The world's biggest cloning factory currently being built in China would be advanced enough to clone humans, but scientists are holding off on doing so over backlash fears. Xu Xiaochun, chief executive of Boyalife Group, told AFP that in the future they could genetically engineer children so they had a percentage of DNA from each parent, rather than just 50/50.
Plans for the cloning factory were revealed earlier this month, with the Xinhua news agency announcing a deal to create a commercial animal cloning centre in Tianjin, northeastern China. Main building work has already started and scientists are expected to begin work there at the start of next year.
Around 200m yuan (£20.5m) has been invested and the centre will also include a gene storage area and a museum. One of the first projects planned is to produce 100,000 cattle embryos in the first year amid China's beef shortages.
However, Xu said cloned cattle is just the start of the ambitious plans for the centre. Along with racehorses and pet dogs, he eventually wants to turn his attention to human cloning. "The technology is already there," he said. "If this is allowed, I don't think there are other companies better than Boyalife that make better technology."

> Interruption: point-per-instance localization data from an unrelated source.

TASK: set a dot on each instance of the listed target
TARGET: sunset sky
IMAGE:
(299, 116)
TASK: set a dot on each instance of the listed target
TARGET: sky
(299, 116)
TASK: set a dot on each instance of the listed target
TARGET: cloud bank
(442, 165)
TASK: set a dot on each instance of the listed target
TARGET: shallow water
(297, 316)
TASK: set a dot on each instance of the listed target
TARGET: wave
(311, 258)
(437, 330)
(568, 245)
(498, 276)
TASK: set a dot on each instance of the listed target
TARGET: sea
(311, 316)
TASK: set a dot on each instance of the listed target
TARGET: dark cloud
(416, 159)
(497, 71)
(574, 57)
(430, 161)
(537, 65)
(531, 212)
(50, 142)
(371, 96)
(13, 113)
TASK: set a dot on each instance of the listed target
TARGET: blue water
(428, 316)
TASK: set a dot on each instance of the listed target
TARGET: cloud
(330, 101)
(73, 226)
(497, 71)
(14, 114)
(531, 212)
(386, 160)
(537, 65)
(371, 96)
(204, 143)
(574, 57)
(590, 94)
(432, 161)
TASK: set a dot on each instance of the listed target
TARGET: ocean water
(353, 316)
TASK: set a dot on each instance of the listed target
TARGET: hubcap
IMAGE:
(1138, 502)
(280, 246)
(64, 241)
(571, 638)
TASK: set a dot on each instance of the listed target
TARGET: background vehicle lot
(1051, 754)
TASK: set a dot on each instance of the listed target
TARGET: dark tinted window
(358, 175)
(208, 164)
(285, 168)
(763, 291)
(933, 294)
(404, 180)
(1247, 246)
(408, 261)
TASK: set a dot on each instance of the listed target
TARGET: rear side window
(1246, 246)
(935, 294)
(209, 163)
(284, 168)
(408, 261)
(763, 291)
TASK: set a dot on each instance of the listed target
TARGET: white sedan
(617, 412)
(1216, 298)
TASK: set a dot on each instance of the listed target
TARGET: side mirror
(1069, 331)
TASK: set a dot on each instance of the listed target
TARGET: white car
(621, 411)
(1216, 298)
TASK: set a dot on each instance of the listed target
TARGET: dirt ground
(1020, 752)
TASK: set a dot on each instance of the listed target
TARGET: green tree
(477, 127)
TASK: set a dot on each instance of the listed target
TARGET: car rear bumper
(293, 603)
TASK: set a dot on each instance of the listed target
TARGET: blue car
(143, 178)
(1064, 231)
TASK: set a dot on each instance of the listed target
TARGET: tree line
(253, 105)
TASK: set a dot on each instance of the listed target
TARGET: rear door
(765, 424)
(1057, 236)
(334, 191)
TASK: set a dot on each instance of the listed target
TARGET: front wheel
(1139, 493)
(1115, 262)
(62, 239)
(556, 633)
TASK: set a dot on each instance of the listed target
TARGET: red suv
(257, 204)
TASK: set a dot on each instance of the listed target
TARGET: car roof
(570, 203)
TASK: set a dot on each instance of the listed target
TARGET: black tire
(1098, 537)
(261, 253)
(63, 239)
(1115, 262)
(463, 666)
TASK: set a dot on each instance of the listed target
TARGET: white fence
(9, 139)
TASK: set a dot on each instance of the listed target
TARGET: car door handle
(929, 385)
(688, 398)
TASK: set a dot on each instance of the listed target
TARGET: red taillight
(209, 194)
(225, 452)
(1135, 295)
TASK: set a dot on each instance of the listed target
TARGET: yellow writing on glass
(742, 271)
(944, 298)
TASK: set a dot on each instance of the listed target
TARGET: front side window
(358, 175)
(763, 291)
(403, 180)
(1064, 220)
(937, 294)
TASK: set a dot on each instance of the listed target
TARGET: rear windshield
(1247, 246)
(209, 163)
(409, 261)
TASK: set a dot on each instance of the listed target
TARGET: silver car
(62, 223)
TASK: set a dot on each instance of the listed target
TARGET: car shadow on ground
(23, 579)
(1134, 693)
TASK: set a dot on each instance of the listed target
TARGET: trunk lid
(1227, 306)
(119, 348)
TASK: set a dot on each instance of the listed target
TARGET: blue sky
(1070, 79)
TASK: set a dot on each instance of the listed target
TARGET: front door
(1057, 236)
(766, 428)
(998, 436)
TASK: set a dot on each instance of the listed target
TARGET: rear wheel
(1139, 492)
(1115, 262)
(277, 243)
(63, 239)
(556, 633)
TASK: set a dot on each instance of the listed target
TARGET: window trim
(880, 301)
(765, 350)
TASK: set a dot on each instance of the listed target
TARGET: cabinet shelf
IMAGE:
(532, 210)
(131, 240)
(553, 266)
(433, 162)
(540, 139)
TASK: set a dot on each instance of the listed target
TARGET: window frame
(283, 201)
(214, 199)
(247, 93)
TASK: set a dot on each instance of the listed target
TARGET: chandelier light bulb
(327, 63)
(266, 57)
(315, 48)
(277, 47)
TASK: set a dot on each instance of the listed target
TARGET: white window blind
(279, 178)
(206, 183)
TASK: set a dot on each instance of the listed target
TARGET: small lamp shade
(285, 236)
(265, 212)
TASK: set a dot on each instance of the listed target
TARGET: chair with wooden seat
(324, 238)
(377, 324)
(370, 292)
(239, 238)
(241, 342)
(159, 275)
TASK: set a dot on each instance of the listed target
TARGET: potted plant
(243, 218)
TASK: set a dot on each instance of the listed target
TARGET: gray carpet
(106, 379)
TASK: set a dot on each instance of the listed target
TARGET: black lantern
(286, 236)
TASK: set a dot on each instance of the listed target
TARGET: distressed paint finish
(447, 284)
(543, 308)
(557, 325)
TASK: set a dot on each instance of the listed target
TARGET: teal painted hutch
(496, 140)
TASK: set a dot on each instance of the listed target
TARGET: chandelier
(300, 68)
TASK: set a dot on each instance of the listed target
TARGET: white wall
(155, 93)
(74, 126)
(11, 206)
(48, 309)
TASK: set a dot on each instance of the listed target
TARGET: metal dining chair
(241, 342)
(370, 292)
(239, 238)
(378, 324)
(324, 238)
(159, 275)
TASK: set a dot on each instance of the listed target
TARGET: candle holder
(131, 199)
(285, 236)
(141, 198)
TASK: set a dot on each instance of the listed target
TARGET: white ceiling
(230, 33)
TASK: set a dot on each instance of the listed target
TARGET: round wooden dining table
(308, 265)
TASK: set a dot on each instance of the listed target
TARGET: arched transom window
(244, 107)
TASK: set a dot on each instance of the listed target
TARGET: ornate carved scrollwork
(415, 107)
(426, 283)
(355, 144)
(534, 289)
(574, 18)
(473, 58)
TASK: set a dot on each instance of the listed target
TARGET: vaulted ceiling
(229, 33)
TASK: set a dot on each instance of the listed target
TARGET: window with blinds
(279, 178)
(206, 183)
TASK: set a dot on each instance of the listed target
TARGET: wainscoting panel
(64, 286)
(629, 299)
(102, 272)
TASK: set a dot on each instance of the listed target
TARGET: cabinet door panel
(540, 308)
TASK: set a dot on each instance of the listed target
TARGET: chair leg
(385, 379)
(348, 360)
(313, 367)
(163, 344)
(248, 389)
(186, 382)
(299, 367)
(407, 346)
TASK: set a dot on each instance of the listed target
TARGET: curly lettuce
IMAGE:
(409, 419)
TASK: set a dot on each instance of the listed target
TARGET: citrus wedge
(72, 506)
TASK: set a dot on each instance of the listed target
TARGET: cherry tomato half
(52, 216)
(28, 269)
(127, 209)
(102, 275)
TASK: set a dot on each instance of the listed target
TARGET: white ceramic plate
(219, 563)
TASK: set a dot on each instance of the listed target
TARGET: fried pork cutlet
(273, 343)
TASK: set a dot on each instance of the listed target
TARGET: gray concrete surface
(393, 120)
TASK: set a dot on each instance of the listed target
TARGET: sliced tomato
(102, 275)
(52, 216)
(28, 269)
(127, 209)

At present, the company, which is working with South Korean's cloning institute Sooam Biotech Research Foundation, said it was exercising self-restraint because of the potential public backlash. But in the future, if attitudes change, it would be willing to carry out human experiments, Xu said.
"Unfortunately, currently, the only way to have a child is to have it be half its mum, half its dad,. Maybe in the future you have three choices instead of one. You either have fifty-fifty, or you have a choice of having the genetics 100% from daddy or 100% from mummy. This is only a choice."
For now, however, he is happy just to work on the cattle cloning: "We want the public to see that cloning is really not that crazy, that scientists aren't weird, dressed in lab coats, hiding behind a sealed door doing weird experiments."
Since 2000, scientists in China have cloned sheep, cattle and pigs, but more recently they have sought to clone animals for non-scientific research. The country's first commercial animal cloning centre opened in 2014 and its first project saw scientists clone three pure-blooded Tibetan mastiff puppies.